A model that takes 10 seconds to respond or costs $1 per query may be technically excellent but commercially unviable. Performance thresholds must include operational constraints.
Mistakes 5–7
5. Specifying the solution, not the problem.
“Use GPT-4 with RAG to answer questions.” This over-constrains the ML team. Instead: “Answer customer billing questions with ≥85% accuracy and ≤2s latency.” Let the team choose the approach.

6. No scope boundaries.
The PRD says what the AI should do but not what it should refuse to do. Without explicit boundaries, the AI attempts everything — including tasks it’s terrible at — and users lose trust.

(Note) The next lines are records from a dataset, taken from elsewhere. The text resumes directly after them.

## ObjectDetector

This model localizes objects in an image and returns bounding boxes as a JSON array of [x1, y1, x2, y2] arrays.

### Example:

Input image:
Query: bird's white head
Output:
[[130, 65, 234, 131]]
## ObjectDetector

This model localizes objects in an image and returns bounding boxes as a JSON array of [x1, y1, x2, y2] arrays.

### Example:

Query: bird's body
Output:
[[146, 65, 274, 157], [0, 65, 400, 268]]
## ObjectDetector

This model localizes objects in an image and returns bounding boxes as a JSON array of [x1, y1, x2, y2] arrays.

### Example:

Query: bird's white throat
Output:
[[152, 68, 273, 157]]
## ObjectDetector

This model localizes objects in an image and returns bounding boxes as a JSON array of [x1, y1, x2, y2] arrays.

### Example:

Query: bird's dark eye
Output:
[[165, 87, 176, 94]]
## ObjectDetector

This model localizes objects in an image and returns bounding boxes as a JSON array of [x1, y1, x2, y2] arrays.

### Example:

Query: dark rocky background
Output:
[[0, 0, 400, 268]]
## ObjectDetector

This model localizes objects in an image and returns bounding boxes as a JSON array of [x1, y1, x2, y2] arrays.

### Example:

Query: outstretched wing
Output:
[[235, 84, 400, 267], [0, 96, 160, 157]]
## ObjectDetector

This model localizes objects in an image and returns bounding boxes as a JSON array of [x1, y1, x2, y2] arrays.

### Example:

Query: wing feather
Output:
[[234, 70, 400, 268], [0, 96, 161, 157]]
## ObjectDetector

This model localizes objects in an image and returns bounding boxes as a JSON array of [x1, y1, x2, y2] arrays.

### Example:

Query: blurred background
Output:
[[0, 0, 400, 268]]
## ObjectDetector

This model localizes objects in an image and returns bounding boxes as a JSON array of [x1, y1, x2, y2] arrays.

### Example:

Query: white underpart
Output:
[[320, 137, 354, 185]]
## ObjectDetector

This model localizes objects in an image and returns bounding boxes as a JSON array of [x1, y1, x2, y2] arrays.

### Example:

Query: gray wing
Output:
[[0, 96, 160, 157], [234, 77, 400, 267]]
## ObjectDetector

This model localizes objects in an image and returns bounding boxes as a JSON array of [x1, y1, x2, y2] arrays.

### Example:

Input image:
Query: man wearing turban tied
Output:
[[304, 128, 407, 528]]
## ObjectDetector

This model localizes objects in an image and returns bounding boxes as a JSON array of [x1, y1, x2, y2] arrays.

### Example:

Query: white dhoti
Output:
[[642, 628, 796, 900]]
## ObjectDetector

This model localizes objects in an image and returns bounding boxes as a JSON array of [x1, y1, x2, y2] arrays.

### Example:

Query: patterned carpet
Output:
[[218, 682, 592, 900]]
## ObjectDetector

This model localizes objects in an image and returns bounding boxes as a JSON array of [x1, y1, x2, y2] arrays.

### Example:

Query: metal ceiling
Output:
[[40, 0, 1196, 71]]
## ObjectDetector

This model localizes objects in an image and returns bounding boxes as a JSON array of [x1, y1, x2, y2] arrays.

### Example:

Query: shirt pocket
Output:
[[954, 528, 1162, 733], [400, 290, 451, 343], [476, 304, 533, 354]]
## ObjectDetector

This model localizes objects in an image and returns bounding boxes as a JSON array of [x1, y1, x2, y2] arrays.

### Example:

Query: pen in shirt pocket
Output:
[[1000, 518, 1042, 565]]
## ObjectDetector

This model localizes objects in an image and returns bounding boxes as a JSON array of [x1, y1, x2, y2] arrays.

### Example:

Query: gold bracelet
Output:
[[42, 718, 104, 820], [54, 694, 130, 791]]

7. Treating the spec as final.
AI PRDs are living documents. The initial thresholds are hypotheses. After the first round of evaluation, you’ll adjust. After launch, you’ll adjust again. Build in review cycles. A PRD that’s never updated after writing is a PRD that’s disconnected from reality.
The litmus test: Show your AI PRD to the ML lead. Ask: “Do you know exactly what to optimize for, what the quality bar is, and how we’ll evaluate success?” If the answer is no, the spec isn’t ready. The best AI PRDs are written collaboratively between PM and ML — not thrown over the wall.
description
The AI Product Requirements Canvas
A one-page template that captures everything an AI spec needs
Left Side: The Problem
1. Problem Statement
What user problem are we solving? What’s the current pain? (2–3 sentences, no AI jargon)

2. Success Metrics
• Primary metric: The one number that defines success
• Guardrail metrics: Numbers that must not degrade
• Business metric: Revenue, cost savings, or efficiency impact

3. Scope & Boundaries
• In scope: What the AI handles
• Out of scope: What the AI refuses
• Expansion path: What comes in v2, v3

4. Error Budget
• Acceptable error rate by type
• Catastrophic errors (never acceptable)
• Confidence threshold for autonomous action
Right Side: The Solution
5. Performance Thresholds
• Launch threshold (minimum to ship)
• Target threshold (goal for 3–6 months)
• Guardrail threshold (triggers alert/rollback)

6. Data Requirements
• Training data: source, volume, labeling plan
• Evaluation data: golden set, size, maintainer
• Production data: real-time requirements

7. Failure & Fallback
• Failure mode analysis (top 5 failure modes)
• Fallback behavior for each
• Human escalation criteria

8. Monitoring & Improvement
• Dashboard metrics and alert thresholds
• Review cadence (weekly, monthly, quarterly)
• Retraining triggers
The bottom line: Keep the AI PRD to 2–4 pages. Be opinionated about scope. Be explicit about thresholds. Be honest about what you don’t know (mark assumptions). Write it collaboratively with the ML team. Update it after every evaluation cycle. The best AI PRDs are living contracts between product and engineering — not static documents that gather dust.